Research project

Astrochemistry & Astrobiology

Gas in the Universe is made up of ions and molecules, which are governed by complex astrochemical processes that operate on a huge range of physical scales throughout the Universe. On the smallest scales, the chemistry of exoplanet atmospheres gives us key insights into the physical conditions on distant worlds, whilst the chemistry of proto-planetary discs influences how these planets form. On intermediate scales, the chemistry of interstellar gas in galaxies determines how the gas cools and collapses to form molecular clouds, thereby regulating the birth of new stars in these stellar nurseries. Chemical processes also play a vital role on large scales, for example by governing how gas in the circum-galactic and inter-galactic medium cools and feeds galaxy formation.

The astrochemistry and astrobiology research at the E.A. Milne Centre explores chemical processes across this full range of physical scales. On the smallest scales, we develop advanced computational techniques to predict vibrational and electronic signatures of molecules adsorbed on dust grains.
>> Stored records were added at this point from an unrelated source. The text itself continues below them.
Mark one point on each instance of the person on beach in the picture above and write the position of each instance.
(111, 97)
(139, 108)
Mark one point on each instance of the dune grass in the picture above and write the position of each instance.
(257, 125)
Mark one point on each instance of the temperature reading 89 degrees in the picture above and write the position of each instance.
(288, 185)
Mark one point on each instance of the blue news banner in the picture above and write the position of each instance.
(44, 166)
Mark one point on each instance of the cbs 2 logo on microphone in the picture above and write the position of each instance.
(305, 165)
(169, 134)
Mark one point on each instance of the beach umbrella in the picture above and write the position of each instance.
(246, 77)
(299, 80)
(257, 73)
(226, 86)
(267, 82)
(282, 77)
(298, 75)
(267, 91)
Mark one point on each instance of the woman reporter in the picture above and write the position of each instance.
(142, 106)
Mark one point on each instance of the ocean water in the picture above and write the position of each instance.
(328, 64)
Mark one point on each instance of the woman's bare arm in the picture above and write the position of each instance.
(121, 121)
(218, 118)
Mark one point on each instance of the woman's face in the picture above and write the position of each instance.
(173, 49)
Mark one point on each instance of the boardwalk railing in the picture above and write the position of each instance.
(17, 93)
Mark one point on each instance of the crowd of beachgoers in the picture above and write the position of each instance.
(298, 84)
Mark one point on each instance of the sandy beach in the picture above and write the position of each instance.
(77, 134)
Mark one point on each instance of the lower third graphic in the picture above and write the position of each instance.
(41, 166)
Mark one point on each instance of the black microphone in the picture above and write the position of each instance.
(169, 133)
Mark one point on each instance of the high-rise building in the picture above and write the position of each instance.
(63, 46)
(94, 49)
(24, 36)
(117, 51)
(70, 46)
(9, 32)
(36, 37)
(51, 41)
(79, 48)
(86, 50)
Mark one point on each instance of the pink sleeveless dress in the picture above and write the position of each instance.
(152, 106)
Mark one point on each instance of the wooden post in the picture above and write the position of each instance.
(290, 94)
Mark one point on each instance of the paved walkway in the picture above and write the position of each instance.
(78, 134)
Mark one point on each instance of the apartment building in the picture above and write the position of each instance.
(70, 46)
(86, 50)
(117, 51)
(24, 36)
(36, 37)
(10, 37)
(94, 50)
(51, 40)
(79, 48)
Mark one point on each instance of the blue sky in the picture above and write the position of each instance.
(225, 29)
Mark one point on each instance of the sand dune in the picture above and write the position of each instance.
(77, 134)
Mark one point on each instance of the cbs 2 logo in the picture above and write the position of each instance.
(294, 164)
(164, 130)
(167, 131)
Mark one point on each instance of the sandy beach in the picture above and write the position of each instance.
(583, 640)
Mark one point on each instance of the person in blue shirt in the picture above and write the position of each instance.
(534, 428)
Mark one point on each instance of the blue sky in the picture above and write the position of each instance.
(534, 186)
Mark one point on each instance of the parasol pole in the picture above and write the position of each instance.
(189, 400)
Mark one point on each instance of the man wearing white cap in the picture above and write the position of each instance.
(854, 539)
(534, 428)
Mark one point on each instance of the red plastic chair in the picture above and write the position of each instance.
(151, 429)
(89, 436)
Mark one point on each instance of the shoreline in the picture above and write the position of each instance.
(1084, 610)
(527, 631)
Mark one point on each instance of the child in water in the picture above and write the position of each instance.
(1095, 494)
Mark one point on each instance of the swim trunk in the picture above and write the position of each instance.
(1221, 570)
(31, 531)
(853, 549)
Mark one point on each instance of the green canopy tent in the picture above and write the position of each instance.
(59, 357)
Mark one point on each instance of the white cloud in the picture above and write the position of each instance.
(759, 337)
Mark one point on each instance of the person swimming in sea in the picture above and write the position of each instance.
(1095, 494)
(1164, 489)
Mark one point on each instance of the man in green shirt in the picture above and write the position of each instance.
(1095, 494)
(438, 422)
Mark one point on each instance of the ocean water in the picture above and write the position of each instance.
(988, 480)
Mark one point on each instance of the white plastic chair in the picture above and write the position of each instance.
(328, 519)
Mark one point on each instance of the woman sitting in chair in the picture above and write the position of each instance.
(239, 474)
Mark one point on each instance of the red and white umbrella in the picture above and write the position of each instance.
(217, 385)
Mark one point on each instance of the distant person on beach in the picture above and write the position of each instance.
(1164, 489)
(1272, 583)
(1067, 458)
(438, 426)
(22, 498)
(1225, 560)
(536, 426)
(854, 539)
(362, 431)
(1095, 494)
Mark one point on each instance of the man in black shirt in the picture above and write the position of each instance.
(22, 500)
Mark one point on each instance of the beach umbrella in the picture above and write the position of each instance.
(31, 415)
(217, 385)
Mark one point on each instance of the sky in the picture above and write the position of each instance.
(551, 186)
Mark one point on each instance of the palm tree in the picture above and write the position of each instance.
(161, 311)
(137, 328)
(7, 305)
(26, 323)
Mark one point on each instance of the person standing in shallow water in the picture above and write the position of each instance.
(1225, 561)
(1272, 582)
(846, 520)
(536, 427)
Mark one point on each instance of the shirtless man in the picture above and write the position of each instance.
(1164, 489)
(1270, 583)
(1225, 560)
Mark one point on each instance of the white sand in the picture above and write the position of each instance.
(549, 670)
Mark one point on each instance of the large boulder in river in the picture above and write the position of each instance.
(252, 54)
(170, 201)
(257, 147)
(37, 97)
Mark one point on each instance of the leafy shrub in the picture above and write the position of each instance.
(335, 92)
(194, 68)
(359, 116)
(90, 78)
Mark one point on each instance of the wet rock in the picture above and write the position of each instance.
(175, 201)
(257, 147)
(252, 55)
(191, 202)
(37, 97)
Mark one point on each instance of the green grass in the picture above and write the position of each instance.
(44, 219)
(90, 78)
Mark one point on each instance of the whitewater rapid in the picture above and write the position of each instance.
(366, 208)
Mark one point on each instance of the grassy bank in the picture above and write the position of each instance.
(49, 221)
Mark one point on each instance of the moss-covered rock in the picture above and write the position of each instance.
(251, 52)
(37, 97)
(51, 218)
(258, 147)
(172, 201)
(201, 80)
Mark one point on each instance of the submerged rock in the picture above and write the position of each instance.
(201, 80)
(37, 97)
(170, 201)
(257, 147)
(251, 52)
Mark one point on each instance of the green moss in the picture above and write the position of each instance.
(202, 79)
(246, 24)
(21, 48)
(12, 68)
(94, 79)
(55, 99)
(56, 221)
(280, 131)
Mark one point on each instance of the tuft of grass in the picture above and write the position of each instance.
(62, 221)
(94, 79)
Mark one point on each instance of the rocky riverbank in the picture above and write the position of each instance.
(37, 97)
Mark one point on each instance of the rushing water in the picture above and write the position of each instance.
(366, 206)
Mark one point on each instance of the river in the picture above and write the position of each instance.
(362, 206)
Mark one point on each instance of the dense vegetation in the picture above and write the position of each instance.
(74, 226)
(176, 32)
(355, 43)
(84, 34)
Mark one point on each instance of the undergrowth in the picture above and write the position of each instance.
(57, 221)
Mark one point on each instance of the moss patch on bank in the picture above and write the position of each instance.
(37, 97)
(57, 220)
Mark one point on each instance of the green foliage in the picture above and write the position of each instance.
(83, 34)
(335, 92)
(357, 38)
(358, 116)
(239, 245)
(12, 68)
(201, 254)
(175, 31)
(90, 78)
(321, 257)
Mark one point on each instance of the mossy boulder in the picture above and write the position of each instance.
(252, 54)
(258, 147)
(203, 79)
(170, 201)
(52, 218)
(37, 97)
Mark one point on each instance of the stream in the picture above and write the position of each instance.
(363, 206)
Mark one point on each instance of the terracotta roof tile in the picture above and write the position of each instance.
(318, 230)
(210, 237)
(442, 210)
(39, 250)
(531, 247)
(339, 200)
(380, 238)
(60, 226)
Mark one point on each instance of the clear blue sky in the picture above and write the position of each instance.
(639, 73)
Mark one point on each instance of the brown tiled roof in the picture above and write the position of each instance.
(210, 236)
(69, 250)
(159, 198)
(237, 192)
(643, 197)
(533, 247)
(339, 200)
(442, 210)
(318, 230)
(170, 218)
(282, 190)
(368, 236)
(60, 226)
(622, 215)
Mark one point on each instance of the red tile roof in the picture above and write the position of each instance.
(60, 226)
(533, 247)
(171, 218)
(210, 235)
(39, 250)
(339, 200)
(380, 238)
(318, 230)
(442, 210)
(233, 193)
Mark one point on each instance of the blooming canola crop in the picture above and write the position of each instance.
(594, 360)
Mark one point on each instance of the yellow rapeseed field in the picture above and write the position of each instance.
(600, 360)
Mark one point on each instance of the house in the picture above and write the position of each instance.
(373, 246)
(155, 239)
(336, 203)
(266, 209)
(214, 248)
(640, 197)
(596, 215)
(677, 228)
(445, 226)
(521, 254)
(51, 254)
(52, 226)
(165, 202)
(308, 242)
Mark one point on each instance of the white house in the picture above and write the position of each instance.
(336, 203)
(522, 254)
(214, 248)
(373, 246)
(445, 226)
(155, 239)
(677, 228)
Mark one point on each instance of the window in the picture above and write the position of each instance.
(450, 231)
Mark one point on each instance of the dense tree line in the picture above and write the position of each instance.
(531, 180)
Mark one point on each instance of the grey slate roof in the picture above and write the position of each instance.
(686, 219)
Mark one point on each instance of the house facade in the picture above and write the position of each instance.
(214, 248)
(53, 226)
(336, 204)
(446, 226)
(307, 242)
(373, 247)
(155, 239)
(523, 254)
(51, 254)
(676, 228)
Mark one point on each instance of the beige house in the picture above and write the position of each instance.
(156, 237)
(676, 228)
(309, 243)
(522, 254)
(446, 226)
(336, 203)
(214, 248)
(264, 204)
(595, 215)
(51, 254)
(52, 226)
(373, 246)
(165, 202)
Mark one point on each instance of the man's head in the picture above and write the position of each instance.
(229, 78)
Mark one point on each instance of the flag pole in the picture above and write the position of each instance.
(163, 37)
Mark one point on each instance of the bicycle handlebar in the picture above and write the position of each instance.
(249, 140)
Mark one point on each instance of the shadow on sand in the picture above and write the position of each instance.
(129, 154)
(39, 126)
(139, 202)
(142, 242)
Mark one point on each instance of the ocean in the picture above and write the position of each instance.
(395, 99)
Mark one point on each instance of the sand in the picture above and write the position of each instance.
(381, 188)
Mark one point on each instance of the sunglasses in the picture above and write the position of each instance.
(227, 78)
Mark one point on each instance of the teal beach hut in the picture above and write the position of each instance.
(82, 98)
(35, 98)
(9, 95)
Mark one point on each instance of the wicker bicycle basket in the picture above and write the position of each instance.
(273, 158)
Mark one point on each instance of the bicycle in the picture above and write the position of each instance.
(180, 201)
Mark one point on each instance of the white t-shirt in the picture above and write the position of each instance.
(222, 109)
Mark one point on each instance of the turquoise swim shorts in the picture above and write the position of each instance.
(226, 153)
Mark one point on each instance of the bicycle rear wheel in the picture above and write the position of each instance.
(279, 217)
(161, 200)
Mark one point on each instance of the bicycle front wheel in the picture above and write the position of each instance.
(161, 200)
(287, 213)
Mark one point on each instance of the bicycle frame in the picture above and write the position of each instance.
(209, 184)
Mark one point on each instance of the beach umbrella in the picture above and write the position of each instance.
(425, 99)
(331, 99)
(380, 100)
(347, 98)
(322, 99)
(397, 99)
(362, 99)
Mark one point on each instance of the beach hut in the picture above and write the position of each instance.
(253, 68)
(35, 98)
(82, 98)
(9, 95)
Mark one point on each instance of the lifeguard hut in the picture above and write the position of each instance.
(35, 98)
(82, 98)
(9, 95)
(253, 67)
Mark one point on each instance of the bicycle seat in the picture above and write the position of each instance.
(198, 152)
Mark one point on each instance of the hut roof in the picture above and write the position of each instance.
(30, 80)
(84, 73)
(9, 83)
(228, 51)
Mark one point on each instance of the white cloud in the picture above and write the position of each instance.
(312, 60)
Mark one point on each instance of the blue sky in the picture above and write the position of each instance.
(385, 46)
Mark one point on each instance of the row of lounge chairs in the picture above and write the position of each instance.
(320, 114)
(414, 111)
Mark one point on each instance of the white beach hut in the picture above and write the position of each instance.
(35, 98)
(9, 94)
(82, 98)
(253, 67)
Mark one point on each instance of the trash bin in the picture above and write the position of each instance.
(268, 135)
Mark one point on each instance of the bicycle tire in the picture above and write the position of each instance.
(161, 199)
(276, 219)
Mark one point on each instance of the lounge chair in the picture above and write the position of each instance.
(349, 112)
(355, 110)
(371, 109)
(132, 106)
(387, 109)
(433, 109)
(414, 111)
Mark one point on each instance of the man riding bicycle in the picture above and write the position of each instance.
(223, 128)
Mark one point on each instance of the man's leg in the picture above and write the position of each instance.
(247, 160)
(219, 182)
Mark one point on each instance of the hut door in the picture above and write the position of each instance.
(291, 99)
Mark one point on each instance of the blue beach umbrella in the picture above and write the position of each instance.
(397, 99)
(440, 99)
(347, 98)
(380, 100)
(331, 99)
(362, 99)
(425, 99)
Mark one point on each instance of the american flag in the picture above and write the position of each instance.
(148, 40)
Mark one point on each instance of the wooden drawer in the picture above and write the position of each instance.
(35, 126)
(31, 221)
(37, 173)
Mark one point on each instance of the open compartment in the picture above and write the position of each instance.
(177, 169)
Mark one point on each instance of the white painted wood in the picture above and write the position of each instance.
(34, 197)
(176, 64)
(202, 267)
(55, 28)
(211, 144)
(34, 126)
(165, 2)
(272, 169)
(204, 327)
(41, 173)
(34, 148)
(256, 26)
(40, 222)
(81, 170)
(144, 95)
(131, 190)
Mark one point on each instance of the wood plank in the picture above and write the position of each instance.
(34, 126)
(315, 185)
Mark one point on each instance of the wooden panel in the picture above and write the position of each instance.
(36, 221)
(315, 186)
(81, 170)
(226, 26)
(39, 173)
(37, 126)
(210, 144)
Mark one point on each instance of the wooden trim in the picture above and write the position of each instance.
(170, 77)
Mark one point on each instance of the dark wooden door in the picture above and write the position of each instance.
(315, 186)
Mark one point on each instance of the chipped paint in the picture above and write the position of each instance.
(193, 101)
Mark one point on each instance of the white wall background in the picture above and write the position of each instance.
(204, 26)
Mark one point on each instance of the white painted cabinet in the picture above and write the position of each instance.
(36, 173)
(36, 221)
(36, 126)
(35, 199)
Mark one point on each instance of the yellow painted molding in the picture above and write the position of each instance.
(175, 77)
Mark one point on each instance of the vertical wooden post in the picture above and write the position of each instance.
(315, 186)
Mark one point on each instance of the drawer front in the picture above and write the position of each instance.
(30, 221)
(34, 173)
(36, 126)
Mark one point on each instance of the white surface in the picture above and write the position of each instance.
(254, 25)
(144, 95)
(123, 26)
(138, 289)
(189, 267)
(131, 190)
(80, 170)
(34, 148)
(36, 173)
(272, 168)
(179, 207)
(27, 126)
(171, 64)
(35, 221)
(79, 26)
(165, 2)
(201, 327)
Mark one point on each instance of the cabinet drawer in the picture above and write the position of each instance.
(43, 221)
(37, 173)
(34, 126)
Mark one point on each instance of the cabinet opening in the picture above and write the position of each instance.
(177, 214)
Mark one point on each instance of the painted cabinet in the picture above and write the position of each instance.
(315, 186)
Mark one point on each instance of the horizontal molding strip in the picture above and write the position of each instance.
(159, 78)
Understanding such spectroscopic signatures, we can detect molecular entities in various interstellar ices and explore a lesser-known part of astrophysics at the solid-gas interface. We also actively devise novel approaches for large-scale computation of spectral signatures of the many possible biomarkers on other planets and satellites. This field has implications for planetary formation, origin of carbon reservoirs, exoplanets and origins of life.

On larger scales, we implement complex astrochemical reaction networks into cosmological simulations of galaxy formation to understand the chemical evolution of interstellar gas. These advanced chemical models accurately capture how gas cools in these simulations, which allows us to explore how these processes affect the formation and evolution of galaxies. We also use this chemical modelling to create synthetic observations of the spectroscopic chemical signatures from the interstellar medium, which enables us to compare our simulation predictions directly to observational data.